そして、そのプランBこそが「天海(随風)へのなりすまし」であった。

運命の「山崎の戦い」で羽柴秀吉に敗れた光秀。本拠地・坂本へ退却する途上、山科(京都市)の小栗栖(おぐるす)にて農民に襲われ落命したとされるが、その最期には不自然な点が多い。(写真⑬)

伝承によれば、竹藪から突き出された農民の槍に脇腹を深く刺され、自刃を覚悟した光秀は、側近に「自分の首を秀吉軍に渡さぬよう、地中深く埋めよ」と命じたという。

ところが、その後の経緯は謎に包まれている。命じられた側近もその場で自害したため、首の埋め場所は永遠の闇に葬られたという説。あるいは、農民たちが一部始終を見ており、首を掘り返して織田信孝や秀吉に届けたという説。まさに諸説紛々であり、光秀の死を確定させる決定的な証拠は、今なお存在しないのである。(写真⑭)

7.プランBの発動――天海(随風)として北へ

⑭山科にある
光秀胴塚
私が想定する光秀の「プランB」は、実に大胆かつ緻密なものである。

「山科では、別の者の首を身代わりに埋めることで光秀は死んだものと見せかけ、自身は密かに北上して近畿圏を脱出する。そして、当面は地方で『天海(随風)』になりすます」というものだ。

武田家が滅び、随風が快川紹喜らと共に消息を絶ってから、わずか3か月。光秀ほどの教養人が突如として僧侶に転身すれば、本来なら周囲の疑念を招くだろう。しかし、武田の食客であった「随風」という名の下であれば、主家滅亡によって流浪の身となった高僧として、諸国の人々に無理なく受け入れられたはずだ。

光秀がまず身を寄せたのは、当時、蘆名(あしな)氏が統治していた会津であった。

蘆名氏は会津に金山を保有し、その豊富な資金力を背景に足利義昭へ頻繁に貢物を送り、官位を求めていたことで知られる。かつて、その仲介役を担っていたのが光秀であった。つまり、蘆名氏と光秀の間には以前から深い信頼関係があったのだ。
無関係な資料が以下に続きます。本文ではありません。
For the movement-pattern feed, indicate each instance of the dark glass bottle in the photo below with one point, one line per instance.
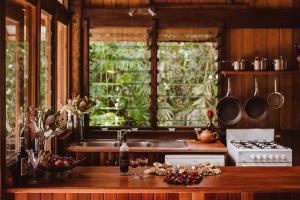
(210, 126)
(124, 157)
(21, 173)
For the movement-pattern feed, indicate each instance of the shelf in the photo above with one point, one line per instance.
(231, 72)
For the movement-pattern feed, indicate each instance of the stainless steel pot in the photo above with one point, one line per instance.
(229, 108)
(280, 64)
(260, 63)
(256, 107)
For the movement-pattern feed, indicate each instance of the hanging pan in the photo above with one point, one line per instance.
(256, 107)
(275, 99)
(229, 108)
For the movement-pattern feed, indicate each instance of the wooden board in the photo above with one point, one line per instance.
(108, 180)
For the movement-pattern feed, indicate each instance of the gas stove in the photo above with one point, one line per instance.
(256, 147)
(255, 144)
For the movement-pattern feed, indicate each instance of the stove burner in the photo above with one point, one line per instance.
(255, 144)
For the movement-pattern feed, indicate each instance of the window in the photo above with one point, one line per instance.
(45, 61)
(187, 78)
(16, 82)
(62, 65)
(120, 76)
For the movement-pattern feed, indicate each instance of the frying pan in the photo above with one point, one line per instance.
(256, 107)
(229, 108)
(275, 99)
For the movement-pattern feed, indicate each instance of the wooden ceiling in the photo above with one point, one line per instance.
(141, 3)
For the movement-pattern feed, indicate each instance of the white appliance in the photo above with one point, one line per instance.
(256, 147)
(190, 159)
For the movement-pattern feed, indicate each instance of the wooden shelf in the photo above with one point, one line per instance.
(231, 72)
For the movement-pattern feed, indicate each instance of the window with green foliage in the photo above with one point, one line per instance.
(187, 76)
(16, 83)
(120, 76)
(45, 61)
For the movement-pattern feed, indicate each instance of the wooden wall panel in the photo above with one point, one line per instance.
(147, 196)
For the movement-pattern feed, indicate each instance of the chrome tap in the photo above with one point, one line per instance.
(120, 134)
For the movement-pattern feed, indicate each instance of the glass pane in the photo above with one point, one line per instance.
(119, 78)
(45, 67)
(62, 65)
(187, 76)
(16, 82)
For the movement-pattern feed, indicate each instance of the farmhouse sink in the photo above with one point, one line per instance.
(132, 143)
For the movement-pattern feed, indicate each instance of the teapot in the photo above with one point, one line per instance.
(206, 136)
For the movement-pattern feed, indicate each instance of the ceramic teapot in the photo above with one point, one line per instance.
(206, 136)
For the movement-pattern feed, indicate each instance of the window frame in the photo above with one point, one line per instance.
(31, 10)
(15, 13)
(154, 61)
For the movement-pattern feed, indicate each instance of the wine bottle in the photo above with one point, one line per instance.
(21, 176)
(124, 157)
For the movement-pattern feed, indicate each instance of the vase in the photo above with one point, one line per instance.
(38, 144)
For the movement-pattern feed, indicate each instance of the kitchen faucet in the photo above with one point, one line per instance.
(120, 134)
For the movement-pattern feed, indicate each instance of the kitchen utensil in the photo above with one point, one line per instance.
(207, 136)
(260, 63)
(256, 107)
(275, 99)
(229, 108)
(240, 64)
(280, 64)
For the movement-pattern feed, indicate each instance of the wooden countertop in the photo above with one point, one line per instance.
(192, 146)
(232, 179)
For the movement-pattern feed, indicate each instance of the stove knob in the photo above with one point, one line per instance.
(271, 157)
(258, 157)
(282, 156)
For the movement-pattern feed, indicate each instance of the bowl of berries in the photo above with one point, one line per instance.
(184, 178)
(56, 163)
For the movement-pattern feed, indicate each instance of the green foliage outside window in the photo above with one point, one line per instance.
(119, 82)
(11, 47)
(187, 82)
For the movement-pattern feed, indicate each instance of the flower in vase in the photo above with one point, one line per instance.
(43, 122)
(80, 106)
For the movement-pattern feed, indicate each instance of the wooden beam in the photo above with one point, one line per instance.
(53, 62)
(55, 9)
(37, 55)
(76, 47)
(85, 60)
(14, 11)
(154, 72)
(2, 100)
(232, 18)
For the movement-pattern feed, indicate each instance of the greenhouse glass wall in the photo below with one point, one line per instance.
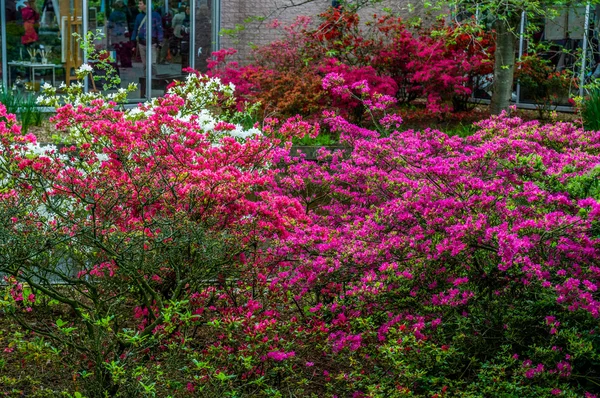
(39, 45)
さらに、天海(随風)自身の出自が蘆名氏の一族であるという説を、光秀は事前に掴んでいたのかもしれない。偽装工作を完璧なものにするためには、その名に縁の深い場所へ身を隠すのが最も賢明な判断である。こうして光秀は、かつての知己を頼り、北の地で「天海(随風)」としての静かな再スタートを切ったのではないか。

長くなったので、この後の天海=光秀説、更には天海の「大きな仕掛け」について引き続き描いていきたい。

ご精読に感謝。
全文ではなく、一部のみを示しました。